Fawcett (2010: 63-4):
Let me summarise the main point that is made in this section. This is that, even if Halliday turns out to be right about the need to add another level of system networks above those in the 'meaning potential' of the lexicogrammar (which I do not think he is), it does not necessarily follow that we must deny that there is also realisation between the established levels of the generative apparatus that I have described in Chapter 3 (this generative apparatus being exemplified both in Appendix A and in Halliday's own early generative grammars). To assert that the only relationships involved in Figure 5 — and so in Figure 4 — are ones of 'instantiation' would be to sacrifice the great insight of the later 1960s and early 1970s that the system networks of TRANSITIVITY, MOOD, THEME etc. are choices in meaning.* And for what would this sacrifice be made? Ultimately, it would be for the abstract (and undesirably limiting) notion that the specification of the 'potential' at every level of language necessarily has the form of a system network. The more desirable alternative, as our work in the COMMUNAL Project at Cardiff has shown, is to allow that a full model of language in use may require different ways of specifying the 'potential'. Indeed this concept is illustrated in the outline proposed in Chapter 3, in that we saw there that it is the role of the realisation rules to specify the 'form potential'.
* It would not solve the problem to label them as 'formal meaning' in contrast with 'semantic meaning' ; they are still patently more semantic than their syntactic correlates.


Blogger Comments:

[1] To be clear, as already explained, the distinction between semantic networks and grammatical networks provides a systematic means of accounting for grammatical metaphor.

[2] Here again Fawcett confuses the systemic potential of language (meaning potential) with the stratum of lexicogrammar.

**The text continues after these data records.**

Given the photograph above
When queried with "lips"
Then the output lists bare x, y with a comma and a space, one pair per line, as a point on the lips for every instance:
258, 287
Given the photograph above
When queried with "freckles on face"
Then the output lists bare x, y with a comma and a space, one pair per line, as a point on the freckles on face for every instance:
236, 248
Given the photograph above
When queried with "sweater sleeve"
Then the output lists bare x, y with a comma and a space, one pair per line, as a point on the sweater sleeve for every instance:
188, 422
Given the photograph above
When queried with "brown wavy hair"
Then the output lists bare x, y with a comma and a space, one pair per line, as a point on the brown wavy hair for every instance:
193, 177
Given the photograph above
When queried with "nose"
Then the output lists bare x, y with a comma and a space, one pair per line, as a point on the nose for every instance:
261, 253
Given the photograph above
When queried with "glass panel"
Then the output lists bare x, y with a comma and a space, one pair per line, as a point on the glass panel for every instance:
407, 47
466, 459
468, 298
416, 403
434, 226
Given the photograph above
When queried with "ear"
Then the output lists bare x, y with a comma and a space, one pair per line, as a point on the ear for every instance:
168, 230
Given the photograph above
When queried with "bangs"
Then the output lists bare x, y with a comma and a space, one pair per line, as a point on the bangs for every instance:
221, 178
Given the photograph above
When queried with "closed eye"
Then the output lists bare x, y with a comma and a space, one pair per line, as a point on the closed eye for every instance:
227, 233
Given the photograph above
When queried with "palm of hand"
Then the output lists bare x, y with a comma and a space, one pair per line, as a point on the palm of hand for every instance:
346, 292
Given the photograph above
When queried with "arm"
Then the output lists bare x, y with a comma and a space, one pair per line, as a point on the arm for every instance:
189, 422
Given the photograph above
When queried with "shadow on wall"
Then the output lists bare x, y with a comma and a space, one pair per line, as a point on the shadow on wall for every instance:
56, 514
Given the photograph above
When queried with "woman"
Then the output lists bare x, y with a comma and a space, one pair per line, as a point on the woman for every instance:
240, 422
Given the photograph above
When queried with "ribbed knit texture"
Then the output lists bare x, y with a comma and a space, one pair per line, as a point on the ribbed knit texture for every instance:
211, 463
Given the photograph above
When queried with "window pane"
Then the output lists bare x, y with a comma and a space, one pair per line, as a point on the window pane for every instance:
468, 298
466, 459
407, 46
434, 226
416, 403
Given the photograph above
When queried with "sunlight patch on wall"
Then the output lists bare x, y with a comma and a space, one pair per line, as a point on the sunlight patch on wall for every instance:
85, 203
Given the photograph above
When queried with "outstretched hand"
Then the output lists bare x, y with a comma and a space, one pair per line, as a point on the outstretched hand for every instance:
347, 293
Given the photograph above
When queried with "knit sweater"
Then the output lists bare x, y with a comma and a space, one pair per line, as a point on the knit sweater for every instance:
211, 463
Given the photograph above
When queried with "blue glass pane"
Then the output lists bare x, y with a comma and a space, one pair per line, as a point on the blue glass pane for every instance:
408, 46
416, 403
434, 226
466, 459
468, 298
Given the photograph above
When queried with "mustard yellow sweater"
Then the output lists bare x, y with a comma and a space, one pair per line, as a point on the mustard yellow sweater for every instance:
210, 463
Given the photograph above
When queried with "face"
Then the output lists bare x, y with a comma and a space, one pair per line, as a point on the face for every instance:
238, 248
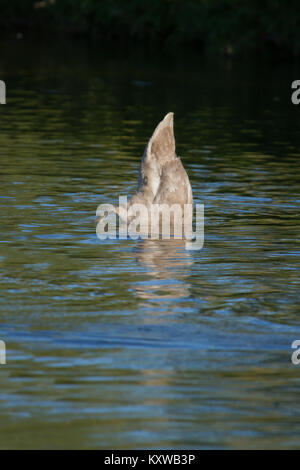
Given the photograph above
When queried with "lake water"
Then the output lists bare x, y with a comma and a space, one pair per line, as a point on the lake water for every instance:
143, 344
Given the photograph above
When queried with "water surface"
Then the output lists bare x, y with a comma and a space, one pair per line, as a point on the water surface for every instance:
142, 344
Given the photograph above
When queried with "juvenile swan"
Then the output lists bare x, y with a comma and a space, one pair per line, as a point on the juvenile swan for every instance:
162, 177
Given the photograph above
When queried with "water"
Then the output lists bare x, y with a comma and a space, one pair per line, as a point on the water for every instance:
130, 344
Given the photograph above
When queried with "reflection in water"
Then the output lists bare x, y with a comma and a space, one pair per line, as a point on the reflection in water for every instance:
114, 346
168, 262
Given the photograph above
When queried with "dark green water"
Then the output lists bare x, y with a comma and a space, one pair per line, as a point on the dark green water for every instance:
130, 344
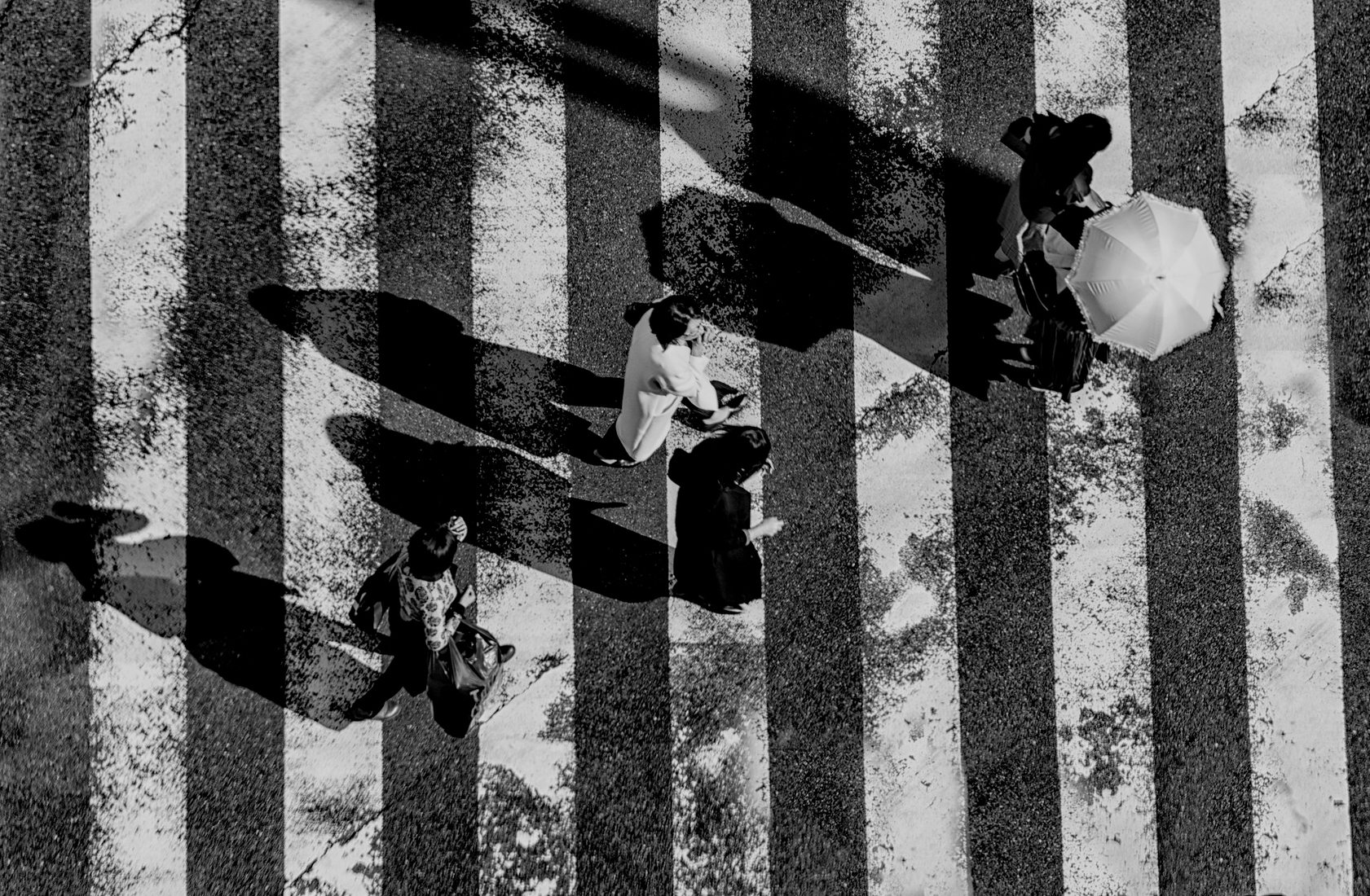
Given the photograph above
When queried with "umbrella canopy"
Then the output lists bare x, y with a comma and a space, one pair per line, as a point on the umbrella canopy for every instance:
1148, 275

[3] To be clear, the 'generative apparatus' is Fawcett's flowchart (Figure 4).  As previously explained many times, it is based on misunderstandings of axis, stratification and instantiation, as well as being internally inconsistent.

[4] This is potentially misleading. To be clear, the exemplication of Fawcett's flowchart in Appendix A involves a system network and realisation rules.  It is this that it has in common with "Halliday's own early generative grammars".  The system itself confuses semantics (a system for 'thing') with lexicogrammar (nominal group features); see the earlier critique here.

[5] As previously explained, this is Fawcett's misunderstanding, deriving from the misunderstandings inherent in his own model.

[6] On the one hand, this is a non-sequitur inferred from a false premiss. On the other hand, in SFL theory, the system networks of TRANSITIVITYMOODTHEME etc. are choices in wording that realise meaning, and in the absence of grammatical metaphor, the wording and meaning agree (are congruent).

[7] On the one hand, 'undesirably limiting' is merely interpersonal attitude (negative appreciation) falsely presented as if logical argument.  On the other hand, the system network is the formalism of Systemic Functional Linguistics, embodying the fundamental principle of meaning as choice.

[8] Again, 'more desirable' is merely interpersonal attitude (positive appreciation) falsely presented as if logical argument.  The claim that work has shown this to be so is merely Fawcett's own assessment, made without providing the evidence on which it is based.

[9] This is potentially misleading.  The only alternative to system networks for representing potential that Fawcett proposes is realisation rules/statements (Figure 4), and in SFL theory, these are located in system networks.

[10] To be clear, in SFL theory, this contrast is the stratificational distinction of wording (lexicogrammar) and meaning (semantics), these being two levels of symbolic abstraction modelling the same phenomenon: linguistic content.